Neue Technik hat immer auch Nachteile, zum Beispiel weil sie komplexer ist und damit anfälliger für Ausfälle. Wenn das passiert, sind sie quasi bewegungsunfähig. Früher haben sie dann einfach einen anderen C-Bogen genommen, das geht damit nicht mehr. Ein anderer Nachteil ist, dass sie im OP viel mehr mit Röntgenstrahlung zu tun haben und das Personal viel näher am Strahlenfeld steht. Das bringt neue Anforderungen an den Strahlenschutz mit sich, wir sind also von Kopf bis Fuß „verbleit”, wenn wir dort agieren. Und der Workflow ist ein anderer, weil sie dort viel mehr Technik einsetzen.
Was raten Sie Klinikmanagern, die vor der Entscheidung stehen, einen Hybrid-OP zu installieren?

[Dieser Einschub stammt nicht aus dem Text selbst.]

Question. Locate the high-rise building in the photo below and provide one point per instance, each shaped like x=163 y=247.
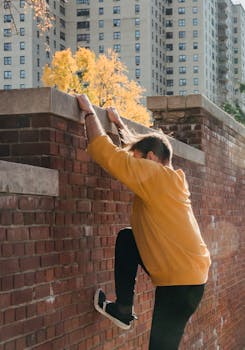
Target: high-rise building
x=171 y=47
x=25 y=48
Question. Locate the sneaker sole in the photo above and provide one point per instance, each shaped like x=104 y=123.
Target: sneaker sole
x=117 y=322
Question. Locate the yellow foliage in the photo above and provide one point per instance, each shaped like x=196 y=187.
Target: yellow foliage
x=102 y=78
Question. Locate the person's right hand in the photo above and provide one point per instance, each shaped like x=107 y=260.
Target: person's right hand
x=114 y=117
x=85 y=104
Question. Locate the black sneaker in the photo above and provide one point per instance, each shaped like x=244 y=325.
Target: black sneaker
x=110 y=310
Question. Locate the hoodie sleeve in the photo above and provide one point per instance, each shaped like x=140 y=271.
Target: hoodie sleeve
x=136 y=174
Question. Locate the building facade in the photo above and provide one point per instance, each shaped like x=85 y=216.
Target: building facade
x=170 y=47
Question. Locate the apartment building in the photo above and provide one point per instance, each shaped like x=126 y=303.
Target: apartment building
x=25 y=48
x=171 y=47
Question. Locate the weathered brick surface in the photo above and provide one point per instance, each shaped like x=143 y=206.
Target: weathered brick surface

Zunächst rate ich, sich für die Planung mindestens ein halbes Jahr Zeit zu nehmen, um alle Eventualitäten durchspielen zu können. Hier sollte man von Anfang an alle beteiligten Fachdisziplinen – von der Pflege über die Anästhesie bis hin zu den Operateuren, Technikern und der IT – an einen Tisch setzen. Außerdem sollte man sich klar machen, welche Leistungen dort wirklich erbracht werden sollen und sich überlegen, wo die Reise hingehen wird. Wenn Sie etwa nur am Bein und im Bauchraum arbeiten wollen, müssen Sie anders planen, als wenn Sie dort auch am Kopf operieren wollen. Man sollte also prospektiv planen und Erweiterungsmöglichkeiten berücksichtigen. Das Entscheidende dabei ist, ausreichend Platz- und Lagerkapazitäten einzuplanen.
Wo geht die Reise hin?
Die Hybrid OPs neuester Generation werden binnen fünf Jahren Standard in großen Einrichtungen sein. Es gibt allerdings bereits Zwischenlösungen für kleinere Kliniken, etwa Hybrid-OPs in Containerbauweise. Die sind zwar kleiner, erfüllen aber – wenn auch eingeschränkt – trotzdem ihren Zweck. Auch sehe ich gerade in Sachen Strahlenreduktion, Fusions- und 3D-Bildgebung vielversprechende Softwarelösungen, die derzeit entwickelt werden. Außerdem wird man bald sogar hybride Bildgebungsverfahren mit der Technik des OP-Saals verknüpfen können. Da wird einiges passieren in Zukunft.